Im weiteren Verlauf klärte uns Frau Mertens dann über das spezielle Thema Kindertrauer auf. So lernten wir, dass Kinder im Alter bis drei Jahren den Tod als Abwesenheit für eine bestimmte Zeit verstehen. Die Unabänderlichkeit des Todes ist für sie nicht greifbar, dennoch kennen sie das Verlustgefühl. Kinder bis sechs Jahre hingegen beginnen Äußerungen über den Tod zu machen und identifizieren den Tod als Abwesenheit. Die Angst vor dem Tod ist gering bis gar nicht vorhanden. Für Kinder von sechs bis zwölf Jahren wird der Tod immer greifbarer, jedoch nicht komplett begriffen. Sie verstehen, dass jeder sterben muss und begreifen die Endgültigkeit des Todes. Bei Jugendlichen von 12 bis 18 Jahren nähert sich die Todesvorstellung und das Trauerverhalten der eines Erwachsenen an und der Sinn des Sterbens wird hinterfragt.

Das Wichtigste, gerade auch für angehenden Heilerziehungspfleger: Jeder Mensch trauert auf seine eigene Weise und somit nimmt die Trauer eine individuell spezifische Zeit ein, was man als Professioneller unbedingt beachten und bei der Planung von Maßnahmen bedenken muss.

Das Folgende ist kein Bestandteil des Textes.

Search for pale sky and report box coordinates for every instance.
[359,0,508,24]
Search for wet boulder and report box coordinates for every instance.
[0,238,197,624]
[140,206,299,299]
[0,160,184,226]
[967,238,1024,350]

In Bezug auf Kindertrauer gibt es fünf grobe Kategorien, in welche ein Kind auf Grund seines Verhaltens zugeordnet werden kann. Dazu gehört: das „weinende Kind“, das „abwehrende widerspenstige Kind“, das „still trauernde Kind“, das „Kind, das aggressive Kräfte der Trauer auslebt“ und das „alberne Kind“. Wichtig für das Verarbeiten des Verlustes sind Bezugspersonen.

Danach erzählte uns Frau Mertens, welche Rituale sie im Rahmen der Trauerarbeit im Kinder- und Jugendhospiz haben. Dazu gehört unter anderem der Fuß- oder Handabdruck des verstorbenen Kindes, das Luftballon steigen lassen, ein Erinnerungsbuch, die Sargbemalung und Kerzen im Eingangsbereich. Diese werden angezündet, wenn ein Kind verstorben ist. Das Atrium des Hauses dient zusätzlich als Gedenkstätte. Für jedes verstorbene Kind wird ein Stein bemalt und gestaltet. Dieser wird dann im Atrium niedergelegt. Mit Blick auf unsere künftige Arbeit als Heilerziehungspfleger überlegten wir dann gemeinsam, welche Maßnahmen der Erinnerungskultur davon und darüber hinaus auch in anderen Einrichtungen der Behindertenhilfe, wie zum Beispiel in einer Werkstatt oder einem Wohnheim, denkbar sind.

Am Ende fragten wir Frau Mertens, ob die erkrankten Kinder und Jugendlichen häufig noch eine Art „Lebenstraum“ haben und inwieweit dieser erfüllt werden kann. Dazu nannte sie einige Beispiele, die uns sehr berührt haben. Unter anderem wurde ein erkrankter Junge mal liegend zu einem Fußballspiel seiner Lieblingsmannschaft transportiert. Für ein anderes Kind, welches ein großer Fan von den „Wilden Kerlen“ war, kam der Hauptdarsteller Jimi Blue Ochsenknecht ins Kinderhospiz. Gerade für die Erfüllung solcher Wünsche sind Spenden dringend nötig.

Die Arbeit des Kinder- und Jugendhospizes ist wichtig und bedeutend, denn sie helfen nicht nur bei der Verarbeitung des Verlustes und der Trauer, sondern ermöglichen Freude und Fröhlichkeit in das Leben zu bringen. So sagt es auch der Spruch von Cicely Saunders, der an der Wand des Regenbogenlandes geschrieben steht: „Nicht den Leben mehr Tage, sondern den Tagen mehr Leben geben“.

Ein herzliches Dankeschön an Frau Mertens, für diesen intensiven Einblick in ihre bewegende Arbeit und für all die wertvollen Informationen, die wir für unsere künftige Arbeit in der Begleitung von Sterbenden und Verstorbenen und deren Angehörigen erhalten haben!